Bill Harrigan

Personal information
- Full name: William James Harrigan
- Born: 24 May 1960 (age 65) ^{[citation needed]} Sydney, Australia

Refereeing information
| Years | Competition |  |  |  |  | Apps |
| 1986–2003 | National Rugby League |  |  |  |  | 393 |
- Source: Rugby League Tables

= Bill Harrigan =

Australian rugby league referee

Bill Harrigan (born 24 May 1960 in Sydney, New South Wales) is an Australian former rugby league football referee, and former head of refereeing for the National Rugby League. Unusually for a sports official, in his long career he was accorded the same profile as some of the top players he refereed. A policeman off-field before he resigned to concentrate on rugby league, he is widely recognised as one of Australia's greatest sports umpires. He retired with the record for most State of Origin matches officiated.

==Early life==
William James "Bill" Harrigan was born in 1960 in the Western Suburbs of Sydney, New South Wales. He resided in the south-west and greater western suburbs of Sydney for all of his childhood. While not particularly interested in academic studies as school student, he nevertheless represented his schools with distinction in every sport that he could. He attended Fairvale High School before graduating in 1977. Harrigan joined the NSW Police Force in 1979. He served extensively in numerous units, including the Tactical Response Group.

==Rugby League career==
Harrigan refereed his first game in 1977. In 1985 he refereed his first New South Wales Rugby League premiership match, between Cronulla and Western Suburbs.

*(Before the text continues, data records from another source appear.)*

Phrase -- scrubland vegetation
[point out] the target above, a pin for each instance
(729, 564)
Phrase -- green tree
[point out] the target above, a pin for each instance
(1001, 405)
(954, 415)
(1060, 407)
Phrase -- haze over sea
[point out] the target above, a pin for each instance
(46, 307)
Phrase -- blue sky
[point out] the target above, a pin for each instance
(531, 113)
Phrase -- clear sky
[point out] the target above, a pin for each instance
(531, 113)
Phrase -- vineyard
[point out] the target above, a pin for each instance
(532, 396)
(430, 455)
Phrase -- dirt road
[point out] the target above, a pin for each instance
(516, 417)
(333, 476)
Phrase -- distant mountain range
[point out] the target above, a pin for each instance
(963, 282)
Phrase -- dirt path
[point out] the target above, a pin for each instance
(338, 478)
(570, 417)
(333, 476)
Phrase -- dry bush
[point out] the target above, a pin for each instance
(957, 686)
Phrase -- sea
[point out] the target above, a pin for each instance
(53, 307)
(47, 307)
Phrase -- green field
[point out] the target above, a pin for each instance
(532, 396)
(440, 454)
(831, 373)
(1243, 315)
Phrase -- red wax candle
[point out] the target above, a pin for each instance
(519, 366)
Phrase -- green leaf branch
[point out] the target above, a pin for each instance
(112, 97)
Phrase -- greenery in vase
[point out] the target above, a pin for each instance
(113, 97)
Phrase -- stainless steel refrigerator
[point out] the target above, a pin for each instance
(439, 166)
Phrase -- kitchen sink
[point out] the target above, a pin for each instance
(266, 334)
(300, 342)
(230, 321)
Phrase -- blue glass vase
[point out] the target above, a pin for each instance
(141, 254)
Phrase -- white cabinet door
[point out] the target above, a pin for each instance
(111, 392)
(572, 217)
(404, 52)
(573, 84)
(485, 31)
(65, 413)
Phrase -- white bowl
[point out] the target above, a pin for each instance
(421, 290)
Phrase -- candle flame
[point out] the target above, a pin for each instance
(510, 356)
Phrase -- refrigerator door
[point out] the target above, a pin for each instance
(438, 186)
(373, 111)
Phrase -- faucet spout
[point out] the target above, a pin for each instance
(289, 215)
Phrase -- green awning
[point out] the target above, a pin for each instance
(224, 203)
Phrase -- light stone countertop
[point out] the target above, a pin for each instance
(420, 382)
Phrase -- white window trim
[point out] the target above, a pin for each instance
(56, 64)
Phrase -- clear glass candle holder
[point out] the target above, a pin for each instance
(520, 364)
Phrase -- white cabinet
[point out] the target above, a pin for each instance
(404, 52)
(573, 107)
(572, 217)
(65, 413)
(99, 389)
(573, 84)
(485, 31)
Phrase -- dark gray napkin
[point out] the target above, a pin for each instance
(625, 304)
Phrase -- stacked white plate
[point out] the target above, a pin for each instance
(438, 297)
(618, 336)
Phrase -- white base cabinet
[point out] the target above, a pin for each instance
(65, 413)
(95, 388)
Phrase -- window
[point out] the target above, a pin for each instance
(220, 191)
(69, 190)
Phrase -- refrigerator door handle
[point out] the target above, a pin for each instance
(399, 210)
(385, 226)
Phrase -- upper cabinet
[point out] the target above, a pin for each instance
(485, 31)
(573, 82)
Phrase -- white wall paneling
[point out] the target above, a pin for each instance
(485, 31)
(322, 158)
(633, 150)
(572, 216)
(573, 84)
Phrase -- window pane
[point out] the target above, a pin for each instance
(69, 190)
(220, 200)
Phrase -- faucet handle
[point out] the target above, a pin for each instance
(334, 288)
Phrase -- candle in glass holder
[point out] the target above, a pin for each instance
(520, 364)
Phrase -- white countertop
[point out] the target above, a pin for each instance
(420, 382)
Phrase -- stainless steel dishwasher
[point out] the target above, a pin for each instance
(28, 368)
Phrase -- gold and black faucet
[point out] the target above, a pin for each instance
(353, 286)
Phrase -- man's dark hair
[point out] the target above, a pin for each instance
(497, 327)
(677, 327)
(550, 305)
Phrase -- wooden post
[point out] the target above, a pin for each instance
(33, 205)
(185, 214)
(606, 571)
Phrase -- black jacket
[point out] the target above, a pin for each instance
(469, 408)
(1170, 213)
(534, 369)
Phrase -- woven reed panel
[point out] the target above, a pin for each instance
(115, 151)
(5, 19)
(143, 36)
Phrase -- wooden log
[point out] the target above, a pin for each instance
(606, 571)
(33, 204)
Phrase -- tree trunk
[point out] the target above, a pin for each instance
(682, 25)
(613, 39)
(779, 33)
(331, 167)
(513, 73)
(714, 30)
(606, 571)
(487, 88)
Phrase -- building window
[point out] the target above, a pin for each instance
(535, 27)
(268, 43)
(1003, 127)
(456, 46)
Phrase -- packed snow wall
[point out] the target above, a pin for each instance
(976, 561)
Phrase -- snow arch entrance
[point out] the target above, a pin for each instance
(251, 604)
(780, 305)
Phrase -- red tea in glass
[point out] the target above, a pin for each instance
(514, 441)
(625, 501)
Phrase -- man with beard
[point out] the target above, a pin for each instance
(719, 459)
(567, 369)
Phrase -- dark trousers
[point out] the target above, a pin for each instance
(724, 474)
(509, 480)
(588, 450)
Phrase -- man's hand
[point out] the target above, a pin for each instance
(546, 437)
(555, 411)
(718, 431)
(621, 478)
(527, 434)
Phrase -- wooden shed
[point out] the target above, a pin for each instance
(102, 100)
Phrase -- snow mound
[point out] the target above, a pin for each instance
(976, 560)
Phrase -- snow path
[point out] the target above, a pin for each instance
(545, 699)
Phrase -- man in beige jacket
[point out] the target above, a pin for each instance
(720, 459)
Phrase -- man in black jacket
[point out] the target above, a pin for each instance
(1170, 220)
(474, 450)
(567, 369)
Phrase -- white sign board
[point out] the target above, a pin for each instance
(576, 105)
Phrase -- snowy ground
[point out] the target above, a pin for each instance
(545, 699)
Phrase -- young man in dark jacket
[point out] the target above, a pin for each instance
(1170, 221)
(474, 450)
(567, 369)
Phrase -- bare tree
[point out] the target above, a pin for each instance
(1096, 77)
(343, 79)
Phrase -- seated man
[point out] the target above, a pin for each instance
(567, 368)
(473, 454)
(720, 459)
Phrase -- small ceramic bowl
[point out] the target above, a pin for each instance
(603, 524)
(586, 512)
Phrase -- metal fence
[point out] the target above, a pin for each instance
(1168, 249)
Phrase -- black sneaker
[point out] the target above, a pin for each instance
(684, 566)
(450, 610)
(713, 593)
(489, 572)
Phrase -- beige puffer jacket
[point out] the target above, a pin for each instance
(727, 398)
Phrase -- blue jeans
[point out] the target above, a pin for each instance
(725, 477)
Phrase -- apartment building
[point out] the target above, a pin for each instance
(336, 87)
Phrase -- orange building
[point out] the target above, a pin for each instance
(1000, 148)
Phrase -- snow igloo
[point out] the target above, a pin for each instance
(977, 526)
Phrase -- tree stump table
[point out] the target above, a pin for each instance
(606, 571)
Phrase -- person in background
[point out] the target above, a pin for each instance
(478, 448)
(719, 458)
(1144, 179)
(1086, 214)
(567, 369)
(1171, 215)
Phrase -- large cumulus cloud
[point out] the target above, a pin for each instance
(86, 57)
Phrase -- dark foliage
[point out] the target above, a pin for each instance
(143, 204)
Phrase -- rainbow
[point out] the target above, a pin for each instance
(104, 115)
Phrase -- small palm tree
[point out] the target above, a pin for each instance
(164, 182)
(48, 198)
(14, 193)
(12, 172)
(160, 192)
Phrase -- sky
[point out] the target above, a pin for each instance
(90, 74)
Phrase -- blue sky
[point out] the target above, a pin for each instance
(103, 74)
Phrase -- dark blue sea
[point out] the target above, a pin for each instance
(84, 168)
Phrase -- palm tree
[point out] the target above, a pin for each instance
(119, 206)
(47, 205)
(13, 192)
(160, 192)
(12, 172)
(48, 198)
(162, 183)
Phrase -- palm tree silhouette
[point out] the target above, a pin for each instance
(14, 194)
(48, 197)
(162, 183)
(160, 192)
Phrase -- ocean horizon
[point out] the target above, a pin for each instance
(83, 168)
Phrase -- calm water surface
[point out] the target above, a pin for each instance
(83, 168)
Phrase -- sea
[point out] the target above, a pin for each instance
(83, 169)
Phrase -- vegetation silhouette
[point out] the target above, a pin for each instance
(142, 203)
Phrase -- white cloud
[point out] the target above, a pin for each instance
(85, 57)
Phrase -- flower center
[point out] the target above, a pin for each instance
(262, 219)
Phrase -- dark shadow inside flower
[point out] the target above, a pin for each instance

Harrigan holds the following Australian rugby league refereeing records

- 393 first grade games,

- 21 State of Origin games,
- 25 Test matches, and
- 10 Grand finals (1989–1991,1997–2003)
In 2024, Harrigan was inducted into the National Rugby League Hall of Fame.

===Defamation action===
In July 2001 Harrigan successfully sued Australian radio broadcaster Alan Jones for defamatory remarks made by Jones during a 1998 interview, resulting in an award of $90,000.

=== Post-retirement ===
After retiring from rugby league refereeing, Harrigan was a referee in Gladiators.